CHOICE magazine, July 2002
ON HIS fact-finding trip to the Lake District in February this year, Prince Charles didn’t choose to stay in a grand hotel, but opted instead for the more homely comforts of a local bed & breakfast. His choice put the royal seal of approval on what many of us have known for a long time – a well-run B&B is hard to beat for value and comfort.
But some of the best B&Bs don’t advertise, there’s no vacancy card in the window and they don’t even appear in general guidebooks. Welcome to the global world of private hosts.
Private hosts – or ‘posh B&Bs’ as they have been nicknamed – are people with a spare room in their property who enjoy having paying guests and register with an agency, which handles all the enquiries.
Staying with a Host can be an ideal way to save money while having the benefit of inside knowledge of the area. Hosts charge much less than hotels – typically at least 50 per cent less – their properties are well situated, bedrooms are mostly en-suite and guests are given keys to come and go as they please.
“People become Hosts from every walk of life, from couples and single people to those working full time and retired people,” says Maggie Dobson, who founded At Home in London in 1986 and became Chairman of the BBHA (Bed & Breakfast Home Stay Association) last year.
BBHA is an association of seven privately owned London agencies which is committed to a set of standards.

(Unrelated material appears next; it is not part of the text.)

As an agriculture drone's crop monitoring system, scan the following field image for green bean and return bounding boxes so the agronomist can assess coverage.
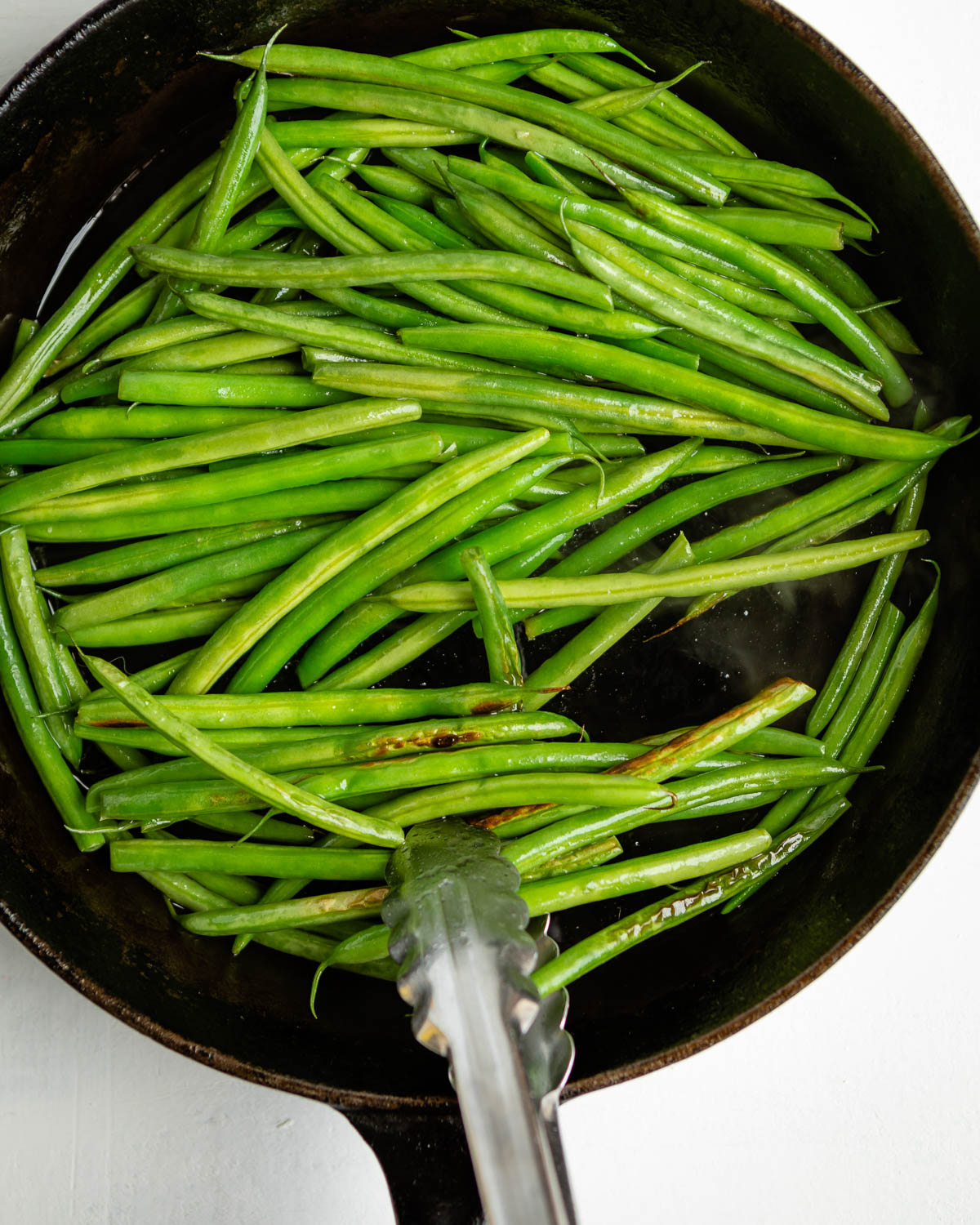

Its members annually match around 100,000 guests with hosts.
“All Hosts need is the right standard of comfortable, not luxurious, accommodation and to be the type of person who throws open their front door rather than opens it a few inches and peeps through the crack,” Maggie adds.

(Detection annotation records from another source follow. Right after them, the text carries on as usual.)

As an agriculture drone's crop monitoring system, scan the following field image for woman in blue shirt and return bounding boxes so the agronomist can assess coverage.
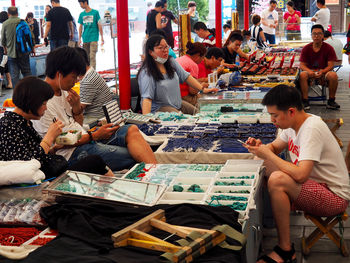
[137,35,203,114]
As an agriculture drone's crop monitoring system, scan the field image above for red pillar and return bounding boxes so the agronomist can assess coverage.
[243,0,249,30]
[215,0,222,47]
[116,0,131,110]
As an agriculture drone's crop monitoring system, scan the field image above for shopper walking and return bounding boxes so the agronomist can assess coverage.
[78,0,104,69]
[1,6,32,86]
[44,0,73,51]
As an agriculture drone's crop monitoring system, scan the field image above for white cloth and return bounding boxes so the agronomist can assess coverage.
[32,90,86,160]
[0,159,45,185]
[324,37,343,60]
[261,9,278,35]
[280,115,350,200]
[313,7,331,31]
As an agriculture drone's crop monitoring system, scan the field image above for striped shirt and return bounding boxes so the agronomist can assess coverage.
[80,67,113,120]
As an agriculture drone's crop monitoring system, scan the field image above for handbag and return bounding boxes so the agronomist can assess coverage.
[40,154,68,179]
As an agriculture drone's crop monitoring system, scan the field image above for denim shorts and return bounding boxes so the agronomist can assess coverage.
[68,125,136,171]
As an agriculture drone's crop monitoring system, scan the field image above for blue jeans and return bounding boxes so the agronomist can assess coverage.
[50,39,68,51]
[68,125,136,171]
[264,33,276,44]
[8,53,32,87]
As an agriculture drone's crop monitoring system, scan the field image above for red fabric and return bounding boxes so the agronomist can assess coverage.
[300,42,337,69]
[292,180,349,216]
[283,11,301,31]
[198,59,212,79]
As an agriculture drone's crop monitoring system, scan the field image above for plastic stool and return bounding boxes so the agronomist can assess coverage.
[301,212,349,257]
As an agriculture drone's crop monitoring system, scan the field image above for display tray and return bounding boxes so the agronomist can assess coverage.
[43,171,165,206]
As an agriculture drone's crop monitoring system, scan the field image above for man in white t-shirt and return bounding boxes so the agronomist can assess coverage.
[323,30,343,66]
[33,46,156,171]
[261,0,278,44]
[311,0,331,31]
[245,85,350,263]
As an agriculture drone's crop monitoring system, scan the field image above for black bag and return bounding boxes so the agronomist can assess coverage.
[40,154,68,179]
[343,42,350,55]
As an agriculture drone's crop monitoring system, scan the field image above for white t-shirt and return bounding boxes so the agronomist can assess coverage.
[324,37,343,60]
[313,7,331,31]
[280,115,350,200]
[261,9,278,35]
[32,91,86,160]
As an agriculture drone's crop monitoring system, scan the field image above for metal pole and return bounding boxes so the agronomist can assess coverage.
[243,0,249,30]
[215,0,222,47]
[116,0,131,110]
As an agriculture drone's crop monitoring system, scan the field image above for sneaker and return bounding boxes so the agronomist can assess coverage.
[326,100,340,110]
[303,100,310,110]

“For some the incentive is primarily financial, for others it is to do with pursuing an interest, but there is obviously a lot of work involved.”
Currently Maggie is expanding her London base and looking to sign up Hosts on a regional basis who live in, or close to, major tourist cities such as York and Bath.
“B&B started shedding its poor man’s image in the late Eighties and then, with Lloyd’s (the insurance market) issuing its Names with huge bills in the early Nineties, a whole new generation of Hosts came into being,” says Maggie.
“Many of them had bedrooms with private bathrooms and were at ease with people. It helped transform the London tourist accommodation market. That and the soaring price of city hotels.”